MFA '19 student, Nick Crockett is up next. He quickly goes through slides of his work explaining to the audience that he has a new game for them that will be more interesting than the powerpoint. He talks about games as a way to reframe the world, a medium he considers closer to dance and theater than film. Then he lands on the slide the whole room is waiting for, a yellow flashing gif that reads new game. Two people come up on stage, introduce themselves, and Crockett reads them the objective: the first player to kiss their opponent on the forehead is the winner. The audience roars as the two players begin an awkward tango, grabbing at one another’s knees and backs trying to get them to sink down into an optimal forehead-kissing position.

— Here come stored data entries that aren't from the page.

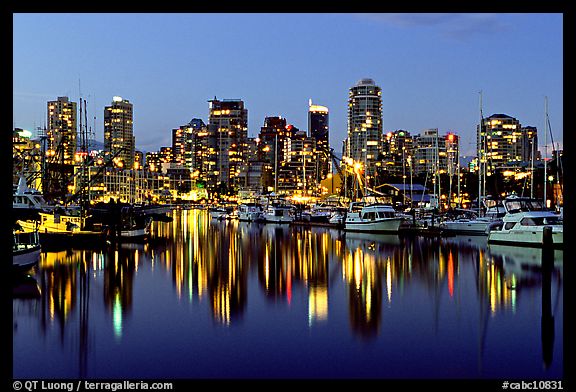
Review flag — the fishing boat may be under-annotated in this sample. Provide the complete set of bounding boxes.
[89,202,153,241]
[487,197,563,248]
[13,227,41,270]
[17,208,108,248]
[344,201,406,233]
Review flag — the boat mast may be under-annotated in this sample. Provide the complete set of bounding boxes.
[543,96,548,208]
[402,146,406,206]
[435,129,441,210]
[530,132,535,199]
[274,133,278,194]
[478,91,484,216]
[457,135,461,208]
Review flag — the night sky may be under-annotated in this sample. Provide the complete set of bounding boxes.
[13,13,563,157]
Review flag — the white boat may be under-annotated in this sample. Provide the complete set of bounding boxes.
[13,175,55,219]
[263,202,294,223]
[13,228,41,270]
[487,197,563,248]
[208,205,232,220]
[439,198,505,235]
[344,202,405,233]
[237,203,263,222]
[328,207,347,227]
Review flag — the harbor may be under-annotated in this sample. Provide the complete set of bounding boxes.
[13,13,564,383]
[13,208,563,379]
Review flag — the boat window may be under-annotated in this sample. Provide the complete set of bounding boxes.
[520,218,536,226]
[543,217,560,225]
[363,212,376,220]
[504,222,516,230]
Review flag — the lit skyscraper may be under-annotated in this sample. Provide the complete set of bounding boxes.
[47,96,77,165]
[104,96,135,169]
[477,114,534,171]
[345,78,383,182]
[308,100,330,182]
[208,98,248,191]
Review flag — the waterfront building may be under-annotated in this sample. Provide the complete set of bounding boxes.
[413,129,448,176]
[207,98,248,193]
[257,116,292,192]
[172,125,190,166]
[381,130,414,177]
[477,114,537,172]
[47,97,77,165]
[145,147,172,173]
[344,78,383,185]
[134,150,144,170]
[43,97,78,200]
[308,100,330,182]
[279,128,318,195]
[104,96,135,169]
[13,128,43,188]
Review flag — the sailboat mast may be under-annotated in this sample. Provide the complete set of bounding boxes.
[478,91,483,216]
[544,96,548,208]
[274,133,278,194]
[530,133,535,199]
[435,129,441,210]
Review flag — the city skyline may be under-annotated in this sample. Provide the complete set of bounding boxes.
[13,13,563,156]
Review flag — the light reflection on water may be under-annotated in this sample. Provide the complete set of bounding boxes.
[13,209,563,379]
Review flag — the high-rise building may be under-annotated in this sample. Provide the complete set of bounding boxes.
[172,125,189,166]
[520,126,539,163]
[208,98,248,192]
[477,114,531,171]
[279,128,317,195]
[414,129,443,175]
[308,100,330,182]
[345,78,383,183]
[47,96,77,165]
[104,96,135,169]
[381,130,414,176]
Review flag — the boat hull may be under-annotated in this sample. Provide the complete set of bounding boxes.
[488,227,563,248]
[344,217,405,233]
[13,245,41,270]
[440,219,493,235]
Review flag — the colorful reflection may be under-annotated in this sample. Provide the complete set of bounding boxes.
[15,209,563,377]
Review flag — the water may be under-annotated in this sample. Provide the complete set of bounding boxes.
[13,209,563,379]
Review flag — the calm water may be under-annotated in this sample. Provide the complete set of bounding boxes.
[13,209,563,379]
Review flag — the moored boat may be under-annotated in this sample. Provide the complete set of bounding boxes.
[344,202,405,233]
[487,197,563,248]
[17,209,108,249]
[237,202,264,222]
[13,228,41,270]
[262,202,294,224]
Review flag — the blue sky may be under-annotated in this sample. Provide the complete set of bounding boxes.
[13,13,563,156]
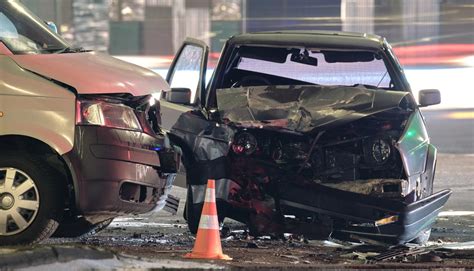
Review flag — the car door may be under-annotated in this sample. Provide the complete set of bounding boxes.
[159,38,209,131]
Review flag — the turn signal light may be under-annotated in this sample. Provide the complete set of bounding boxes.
[375,215,399,226]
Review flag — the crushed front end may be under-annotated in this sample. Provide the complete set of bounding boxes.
[172,85,451,245]
[63,94,179,222]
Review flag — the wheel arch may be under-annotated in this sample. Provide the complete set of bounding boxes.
[0,135,76,210]
[0,134,59,154]
[167,132,196,188]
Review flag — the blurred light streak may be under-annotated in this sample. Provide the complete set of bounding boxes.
[407,67,474,110]
[445,111,474,120]
[460,56,474,67]
[392,33,474,46]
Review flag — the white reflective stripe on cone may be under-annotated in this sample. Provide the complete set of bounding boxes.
[198,215,220,230]
[205,188,216,203]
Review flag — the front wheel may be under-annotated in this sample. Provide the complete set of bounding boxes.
[0,153,64,245]
[412,229,432,245]
[184,185,202,234]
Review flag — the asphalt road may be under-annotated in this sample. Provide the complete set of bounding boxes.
[1,153,468,270]
[433,153,473,211]
[422,109,474,154]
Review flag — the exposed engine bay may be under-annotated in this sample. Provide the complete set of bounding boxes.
[222,97,412,239]
[230,116,406,189]
[170,84,451,245]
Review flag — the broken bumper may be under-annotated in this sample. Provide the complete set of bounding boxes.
[279,184,452,244]
[63,126,177,216]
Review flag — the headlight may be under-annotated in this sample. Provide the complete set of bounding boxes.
[363,137,391,165]
[232,132,257,155]
[371,138,391,163]
[76,100,142,131]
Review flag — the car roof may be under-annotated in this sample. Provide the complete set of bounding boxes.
[227,30,385,51]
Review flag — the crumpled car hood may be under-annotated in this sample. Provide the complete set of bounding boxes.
[217,85,412,132]
[10,52,170,96]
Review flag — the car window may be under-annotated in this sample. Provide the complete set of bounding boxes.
[235,50,392,88]
[0,13,18,38]
[0,1,69,54]
[168,44,204,104]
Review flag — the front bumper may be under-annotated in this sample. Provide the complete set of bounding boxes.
[63,126,177,216]
[279,183,452,244]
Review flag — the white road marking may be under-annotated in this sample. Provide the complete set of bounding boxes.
[438,211,474,217]
[108,221,187,228]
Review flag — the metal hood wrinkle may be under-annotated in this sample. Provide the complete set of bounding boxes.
[217,85,412,132]
[9,52,170,96]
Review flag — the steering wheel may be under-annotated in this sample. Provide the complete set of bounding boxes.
[232,75,272,88]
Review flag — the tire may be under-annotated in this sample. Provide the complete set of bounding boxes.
[412,228,431,245]
[53,217,113,238]
[0,153,64,245]
[185,185,202,234]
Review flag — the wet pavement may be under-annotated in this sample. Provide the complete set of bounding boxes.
[2,153,473,270]
[422,109,474,154]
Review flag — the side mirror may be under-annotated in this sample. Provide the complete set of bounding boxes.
[418,89,441,107]
[165,88,192,104]
[46,21,58,33]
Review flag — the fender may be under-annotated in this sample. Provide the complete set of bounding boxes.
[395,109,430,196]
[169,111,234,186]
[0,56,76,155]
[421,144,437,195]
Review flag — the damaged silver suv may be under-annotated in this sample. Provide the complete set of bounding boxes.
[163,32,451,245]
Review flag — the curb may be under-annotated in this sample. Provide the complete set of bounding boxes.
[0,246,114,269]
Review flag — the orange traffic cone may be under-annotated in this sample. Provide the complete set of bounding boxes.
[184,179,232,260]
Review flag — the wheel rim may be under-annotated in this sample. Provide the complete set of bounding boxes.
[0,168,40,236]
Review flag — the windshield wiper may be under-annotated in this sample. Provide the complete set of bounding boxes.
[54,46,85,54]
[42,46,85,54]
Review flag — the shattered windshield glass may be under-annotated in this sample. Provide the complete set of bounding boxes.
[0,1,69,54]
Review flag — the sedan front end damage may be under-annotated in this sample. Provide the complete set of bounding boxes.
[165,32,450,246]
[171,84,450,245]
[278,182,451,244]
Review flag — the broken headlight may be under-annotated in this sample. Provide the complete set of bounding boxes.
[232,132,257,155]
[364,137,391,165]
[76,100,142,131]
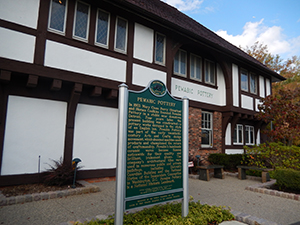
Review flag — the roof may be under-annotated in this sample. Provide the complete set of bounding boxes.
[115,0,285,82]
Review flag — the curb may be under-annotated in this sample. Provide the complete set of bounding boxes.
[0,180,100,207]
[245,179,300,202]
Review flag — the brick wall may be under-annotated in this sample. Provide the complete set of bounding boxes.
[189,107,222,165]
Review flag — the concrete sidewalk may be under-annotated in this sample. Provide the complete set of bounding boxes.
[0,176,299,225]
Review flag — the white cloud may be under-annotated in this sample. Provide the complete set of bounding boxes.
[215,19,300,59]
[161,0,203,11]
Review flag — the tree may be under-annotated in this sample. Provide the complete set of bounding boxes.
[256,88,300,146]
[243,41,300,92]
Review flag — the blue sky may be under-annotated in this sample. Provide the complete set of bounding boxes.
[162,0,300,61]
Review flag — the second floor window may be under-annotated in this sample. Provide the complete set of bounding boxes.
[95,10,110,47]
[155,33,165,65]
[201,112,213,147]
[174,50,187,76]
[241,69,248,91]
[190,54,202,81]
[48,0,67,33]
[115,17,128,52]
[250,73,257,94]
[73,1,90,41]
[205,60,215,85]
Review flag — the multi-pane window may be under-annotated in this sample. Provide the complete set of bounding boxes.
[204,60,215,85]
[48,0,67,33]
[201,112,213,147]
[245,125,255,145]
[155,33,166,65]
[95,9,110,47]
[190,54,202,81]
[115,17,128,52]
[250,73,257,94]
[233,124,243,144]
[174,50,187,76]
[73,1,90,40]
[241,69,248,91]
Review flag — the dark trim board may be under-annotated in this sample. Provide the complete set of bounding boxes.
[0,169,116,187]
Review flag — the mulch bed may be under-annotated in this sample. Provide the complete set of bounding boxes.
[0,182,83,197]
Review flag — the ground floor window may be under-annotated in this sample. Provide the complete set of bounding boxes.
[233,124,243,144]
[201,111,213,147]
[245,125,255,145]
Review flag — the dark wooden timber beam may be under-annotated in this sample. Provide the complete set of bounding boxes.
[50,79,62,91]
[26,75,38,88]
[90,86,102,97]
[106,89,118,99]
[0,70,11,83]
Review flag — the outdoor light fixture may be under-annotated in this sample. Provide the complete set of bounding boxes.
[72,158,81,188]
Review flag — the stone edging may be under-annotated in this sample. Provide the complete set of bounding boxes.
[0,180,100,206]
[245,179,300,201]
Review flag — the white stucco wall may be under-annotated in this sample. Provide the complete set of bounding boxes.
[171,65,226,106]
[225,123,231,145]
[72,104,118,170]
[44,40,126,82]
[232,64,239,107]
[132,63,166,87]
[1,96,67,175]
[133,23,153,63]
[266,78,271,96]
[225,149,244,154]
[241,94,253,110]
[256,129,261,145]
[0,27,35,63]
[0,0,40,29]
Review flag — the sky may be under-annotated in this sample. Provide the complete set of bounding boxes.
[161,0,300,61]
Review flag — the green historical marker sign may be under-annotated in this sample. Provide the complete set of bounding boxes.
[115,80,189,224]
[125,80,183,210]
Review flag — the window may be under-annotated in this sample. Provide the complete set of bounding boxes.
[73,1,90,41]
[233,124,243,144]
[174,50,187,76]
[95,9,110,47]
[241,69,248,91]
[250,73,257,94]
[155,33,166,65]
[245,126,255,145]
[201,112,213,147]
[115,17,128,52]
[204,60,215,85]
[190,54,202,81]
[48,0,67,33]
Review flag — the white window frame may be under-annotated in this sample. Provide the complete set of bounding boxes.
[114,16,128,53]
[245,125,255,145]
[95,9,110,48]
[250,73,257,94]
[48,0,68,35]
[174,49,187,77]
[155,32,166,65]
[241,69,248,92]
[233,124,243,145]
[204,59,215,85]
[201,111,213,147]
[190,54,202,81]
[73,1,90,42]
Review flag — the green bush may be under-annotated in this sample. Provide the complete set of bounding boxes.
[244,142,300,170]
[246,169,262,177]
[272,168,300,191]
[78,201,234,225]
[208,154,246,170]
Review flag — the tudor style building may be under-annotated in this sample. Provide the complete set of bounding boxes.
[0,0,284,185]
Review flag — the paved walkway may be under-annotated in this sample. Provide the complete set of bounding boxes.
[0,176,299,225]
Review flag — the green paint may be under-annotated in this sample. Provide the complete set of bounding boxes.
[126,81,183,209]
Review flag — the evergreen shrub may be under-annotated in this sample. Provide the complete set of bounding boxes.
[208,154,246,170]
[272,168,300,191]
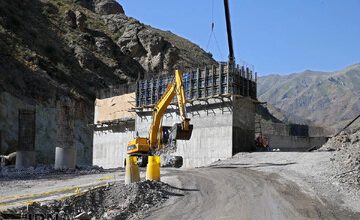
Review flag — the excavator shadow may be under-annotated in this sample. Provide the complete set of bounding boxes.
[157,182,200,198]
[160,185,199,198]
[161,190,185,197]
[209,162,297,169]
[167,184,200,192]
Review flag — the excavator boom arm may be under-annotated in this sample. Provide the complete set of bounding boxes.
[175,70,187,121]
[148,82,176,147]
[148,70,190,147]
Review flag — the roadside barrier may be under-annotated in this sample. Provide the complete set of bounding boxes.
[146,156,160,181]
[125,156,140,184]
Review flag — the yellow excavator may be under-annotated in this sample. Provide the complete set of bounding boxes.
[127,0,235,166]
[127,70,193,167]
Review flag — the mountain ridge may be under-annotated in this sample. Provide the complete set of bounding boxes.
[258,63,360,131]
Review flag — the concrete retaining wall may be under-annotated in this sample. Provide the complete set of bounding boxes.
[268,135,328,151]
[93,128,134,169]
[261,121,329,137]
[177,125,233,168]
[233,97,256,153]
[135,104,234,168]
[135,97,255,168]
[0,92,29,155]
[261,121,328,151]
[176,104,234,168]
[0,92,93,165]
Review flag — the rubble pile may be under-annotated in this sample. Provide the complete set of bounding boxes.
[100,181,176,219]
[8,181,179,220]
[321,129,360,188]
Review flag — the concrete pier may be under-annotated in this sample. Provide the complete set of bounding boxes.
[54,147,76,169]
[55,101,76,170]
[16,151,36,169]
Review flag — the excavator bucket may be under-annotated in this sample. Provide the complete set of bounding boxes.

MFA '17 student, Lee Webster runs up on stage cheering and soon telling the audience about the process of getting into Carnegie Mellon’s competitive MFA program and her life as an orphan. She alternates between three slides: the first is solid black, applause in bold, blue text is written at the bottom of the second slide, laughter in bold, and orange font replaces applause in the third slide. Ironically the audience does not know exactly how to respond, even though Webster projects the laughter slide after stating both her parents are dead. After introducing herself she acknowledges that the audience is probably ready to see her work. Webster fills the remainder of her time with various laughs and exits the stage. Many do not know what to think, still the entire room is mystified and captivated by Webster in the span of five minutes. I overhear two students whispering at the end of the lecture, “I heard that Lee is actually really quiet.”
I went into this presentation thinking I would make an infographic with brief summaries about each MFA student. After witnessing lectures that felt more like a series of stories and calculated first impressions, it became clear summaries would be incomplete at best. Look out for their upcoming shows and expect to be challenged, humored, and impressed by the artists in the MFA program.
The MFA candidates are Shobun Baile, Kevin Brophy, Brittany DeNigris, Hannah Epstein, Lee Webster, Alex Lukas, Adam Milner,Katie Rose Pipkin, Joy Poulard, Gray Swartzel, Moses Williams, Paper Buck, Nick Crockett, Shohei Katayama, Erin Mallea, and Jisoo Yeo.